Improved Stability of Perovskite Solar Cells with a Surface Treated Electron Transport Layer

Abstract

Perovskite devices have garnered a lot of attention due to their remarkable opto-electronic properties such as high absorption coefficient, high charge carrier mobility and lifetime and long charge- carrier diffusion length. Within a space of 10 years, their efficiencies have quickly risen from 3.8% to 22.1%. However perovskite devices are unstable when exposed to air therefore limiting their use in outdoor application. This effect is even more apparent in inverted planar heterojunction structured devicies with a p-i-n layout, which use poly (3,4-ethylenedioxythiophene)-poly (styrene sulfonate) PEDOT:PSS as a hole transport layer and [6,6]-phenyl-C61 -butyric acid methyl ester PCBM as an electron transport layer. Devices based on this structure are preferable because they are hysteresis free, low temperature processing and high device efficiency as well as potential for use in flexible devices.
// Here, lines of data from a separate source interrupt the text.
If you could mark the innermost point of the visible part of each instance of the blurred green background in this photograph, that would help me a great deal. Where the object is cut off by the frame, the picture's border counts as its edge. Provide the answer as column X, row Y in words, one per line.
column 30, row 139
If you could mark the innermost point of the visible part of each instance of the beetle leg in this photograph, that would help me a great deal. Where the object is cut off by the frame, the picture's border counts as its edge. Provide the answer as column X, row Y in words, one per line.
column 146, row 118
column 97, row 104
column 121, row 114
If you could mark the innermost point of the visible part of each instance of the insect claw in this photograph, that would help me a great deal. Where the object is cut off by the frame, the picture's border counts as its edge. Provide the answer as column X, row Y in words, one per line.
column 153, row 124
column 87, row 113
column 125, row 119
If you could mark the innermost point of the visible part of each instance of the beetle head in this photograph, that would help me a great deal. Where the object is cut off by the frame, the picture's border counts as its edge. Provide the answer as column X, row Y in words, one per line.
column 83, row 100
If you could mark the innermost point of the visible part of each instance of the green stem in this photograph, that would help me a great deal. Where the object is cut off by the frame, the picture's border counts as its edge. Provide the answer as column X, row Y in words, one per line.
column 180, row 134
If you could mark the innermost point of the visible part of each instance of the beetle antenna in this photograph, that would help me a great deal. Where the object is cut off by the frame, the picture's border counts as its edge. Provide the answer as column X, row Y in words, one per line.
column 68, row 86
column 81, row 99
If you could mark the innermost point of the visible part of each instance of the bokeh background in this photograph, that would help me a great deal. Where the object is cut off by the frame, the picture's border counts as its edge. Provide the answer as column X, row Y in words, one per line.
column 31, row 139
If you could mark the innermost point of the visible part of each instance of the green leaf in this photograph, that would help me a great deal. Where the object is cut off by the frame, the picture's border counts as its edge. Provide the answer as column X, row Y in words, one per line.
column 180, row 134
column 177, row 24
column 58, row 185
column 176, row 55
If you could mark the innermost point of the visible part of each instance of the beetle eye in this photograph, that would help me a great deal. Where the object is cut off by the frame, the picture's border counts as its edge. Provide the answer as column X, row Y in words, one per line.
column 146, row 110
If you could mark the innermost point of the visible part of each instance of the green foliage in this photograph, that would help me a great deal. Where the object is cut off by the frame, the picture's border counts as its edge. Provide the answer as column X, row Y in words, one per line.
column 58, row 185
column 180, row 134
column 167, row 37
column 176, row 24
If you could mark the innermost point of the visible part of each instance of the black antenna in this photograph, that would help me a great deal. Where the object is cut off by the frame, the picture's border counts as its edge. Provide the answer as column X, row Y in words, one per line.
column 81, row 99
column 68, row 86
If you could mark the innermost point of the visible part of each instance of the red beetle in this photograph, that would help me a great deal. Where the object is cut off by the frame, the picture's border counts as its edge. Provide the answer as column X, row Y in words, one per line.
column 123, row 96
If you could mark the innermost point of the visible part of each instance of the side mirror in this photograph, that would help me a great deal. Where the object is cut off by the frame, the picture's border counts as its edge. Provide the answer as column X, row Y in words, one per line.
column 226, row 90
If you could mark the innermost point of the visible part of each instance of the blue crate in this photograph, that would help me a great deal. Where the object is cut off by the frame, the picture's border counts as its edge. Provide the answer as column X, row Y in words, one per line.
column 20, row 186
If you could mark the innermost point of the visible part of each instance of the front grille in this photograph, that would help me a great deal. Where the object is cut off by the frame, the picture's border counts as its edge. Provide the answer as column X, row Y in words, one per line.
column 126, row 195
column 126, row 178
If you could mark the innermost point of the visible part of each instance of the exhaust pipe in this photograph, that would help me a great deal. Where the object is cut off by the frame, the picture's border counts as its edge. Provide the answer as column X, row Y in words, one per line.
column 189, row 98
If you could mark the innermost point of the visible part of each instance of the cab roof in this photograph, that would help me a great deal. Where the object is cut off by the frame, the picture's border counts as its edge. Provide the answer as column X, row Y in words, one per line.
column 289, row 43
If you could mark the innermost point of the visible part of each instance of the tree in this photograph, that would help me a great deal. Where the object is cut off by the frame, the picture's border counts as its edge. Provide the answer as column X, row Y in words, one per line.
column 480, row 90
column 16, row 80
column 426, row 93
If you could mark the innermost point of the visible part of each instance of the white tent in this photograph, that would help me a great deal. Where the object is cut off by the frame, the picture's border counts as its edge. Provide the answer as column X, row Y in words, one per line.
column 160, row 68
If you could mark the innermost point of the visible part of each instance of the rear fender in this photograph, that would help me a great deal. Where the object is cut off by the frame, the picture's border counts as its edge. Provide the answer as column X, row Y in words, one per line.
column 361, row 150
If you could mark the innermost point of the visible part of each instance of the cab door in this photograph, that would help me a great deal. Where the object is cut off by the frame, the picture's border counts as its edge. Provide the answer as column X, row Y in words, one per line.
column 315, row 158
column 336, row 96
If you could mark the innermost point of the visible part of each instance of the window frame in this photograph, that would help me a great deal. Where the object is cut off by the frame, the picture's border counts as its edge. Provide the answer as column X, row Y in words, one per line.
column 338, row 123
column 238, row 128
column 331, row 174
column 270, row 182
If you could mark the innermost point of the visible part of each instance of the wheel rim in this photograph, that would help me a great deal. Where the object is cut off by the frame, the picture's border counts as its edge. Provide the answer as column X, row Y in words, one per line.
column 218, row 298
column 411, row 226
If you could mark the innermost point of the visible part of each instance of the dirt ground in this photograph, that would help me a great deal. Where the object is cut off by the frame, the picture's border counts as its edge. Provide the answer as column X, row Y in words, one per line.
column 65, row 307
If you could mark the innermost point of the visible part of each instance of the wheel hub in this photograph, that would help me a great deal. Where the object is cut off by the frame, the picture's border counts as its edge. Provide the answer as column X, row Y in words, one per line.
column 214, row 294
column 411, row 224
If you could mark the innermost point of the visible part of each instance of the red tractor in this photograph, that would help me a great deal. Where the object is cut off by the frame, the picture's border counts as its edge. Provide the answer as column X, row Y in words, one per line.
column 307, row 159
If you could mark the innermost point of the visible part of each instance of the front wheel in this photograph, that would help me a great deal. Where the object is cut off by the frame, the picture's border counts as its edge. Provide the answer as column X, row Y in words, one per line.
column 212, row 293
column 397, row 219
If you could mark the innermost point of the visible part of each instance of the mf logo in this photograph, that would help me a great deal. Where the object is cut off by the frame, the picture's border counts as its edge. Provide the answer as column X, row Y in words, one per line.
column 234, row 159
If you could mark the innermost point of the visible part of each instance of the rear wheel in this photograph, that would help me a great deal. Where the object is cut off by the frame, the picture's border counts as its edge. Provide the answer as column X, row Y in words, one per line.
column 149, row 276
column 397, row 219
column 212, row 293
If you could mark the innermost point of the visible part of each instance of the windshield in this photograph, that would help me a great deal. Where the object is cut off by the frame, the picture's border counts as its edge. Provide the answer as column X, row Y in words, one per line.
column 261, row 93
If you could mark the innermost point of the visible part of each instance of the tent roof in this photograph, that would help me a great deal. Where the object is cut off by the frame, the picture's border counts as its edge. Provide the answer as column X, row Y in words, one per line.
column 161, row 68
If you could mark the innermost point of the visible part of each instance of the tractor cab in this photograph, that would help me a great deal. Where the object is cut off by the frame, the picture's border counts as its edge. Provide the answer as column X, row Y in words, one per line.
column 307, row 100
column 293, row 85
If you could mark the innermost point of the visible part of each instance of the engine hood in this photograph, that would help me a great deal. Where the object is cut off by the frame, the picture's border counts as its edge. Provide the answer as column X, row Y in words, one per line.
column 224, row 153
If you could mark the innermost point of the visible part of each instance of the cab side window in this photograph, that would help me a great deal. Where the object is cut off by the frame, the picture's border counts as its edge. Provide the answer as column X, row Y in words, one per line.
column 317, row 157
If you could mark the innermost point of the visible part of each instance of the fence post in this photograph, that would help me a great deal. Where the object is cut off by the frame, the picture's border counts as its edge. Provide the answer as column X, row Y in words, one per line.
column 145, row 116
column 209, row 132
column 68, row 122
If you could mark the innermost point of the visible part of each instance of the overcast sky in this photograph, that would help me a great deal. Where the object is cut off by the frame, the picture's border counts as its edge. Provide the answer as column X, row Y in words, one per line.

In this study, we determine the primary source of device failure in our devices and based on this concept, we develop a technique that enhances the device stability of P-I-N PSCs. By surface treatment of the PCBM layer with hydrophobic Stearic acid, we achieved increased moisture resistivity of PCBM. The treated surface of PCBM has improved hydrophobicity and consequently prevents water ingress in the perovskite layer longer compared to non-treated surfaces. Importantly, treated devices exhibited improved stability in their photovoltaic parameters compared to non-treated devices when exposed to an environment of relative humidity (RH) 40%.